According to DeepMind , it has created an AI model called RoboCat that can operate a variety of robotic arm models and perform a variety of tasks. That isn’t particularly novel on its own. However, DeepMind asserts that the model is the first to be able to handle numerous tasks and adapt to them while using various, actual robots.
According to Alex Lee, a research scientist at DeepMind and a team member on the RoboCat project, “we demonstrate that a single large model can solve a diverse set of tasks on multiple real robotic embodiments and can quickly adapt to new tasks and embodiments.”
RoboCat, which drew inspiration from Gato, a DeepMind AI model capable of analyzing and acting on text, images, and events, underwent training using a combination of images and actions data obtained from robotics in both simulation and real-life scenarios.The data, Lee says, came from a combination of other robot-controlling models inside of virtual environments, humans controlling robots and previous iterations of RoboCat itself.
Demonstrations of a Task
To train RoboCat, researchers at DeepMind first collected between 100 to 1,000 demonstrations of a task or robot using a robotic arm controlled by a human. (Think having a robot arm pick up gears or stack blocks.) Then, they fine-tuned RoboCat on the task, creating a specialized “spin-off” model that practiced on the task an average of 10,000 times.

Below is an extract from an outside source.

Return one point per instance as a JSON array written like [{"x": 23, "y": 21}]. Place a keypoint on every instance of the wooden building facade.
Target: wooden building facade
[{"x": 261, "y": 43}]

Leveraging both the data generated by the spin-off models and the demonstration data, the researchers continuously grew RoboCat’s training dataset — and trained subsequent new versions of RoboCat.
The final version of the RoboCat model underwent training on a total of 253 tasks and underwent benchmarking on a set of 141 variations of these tasks, both in simulation and in the real world.
DeepMind claims that, after observing 1,000 human-controlled demonstrations collected over several hours, RoboCat learned to operate different robotic arms.
Although RoboCat had received training on four types of robots with two-pronged arms, the model demonstrated the ability to adapt to a more complex arm equipped with a three-fingered gripper and twice the number of controllable inputs.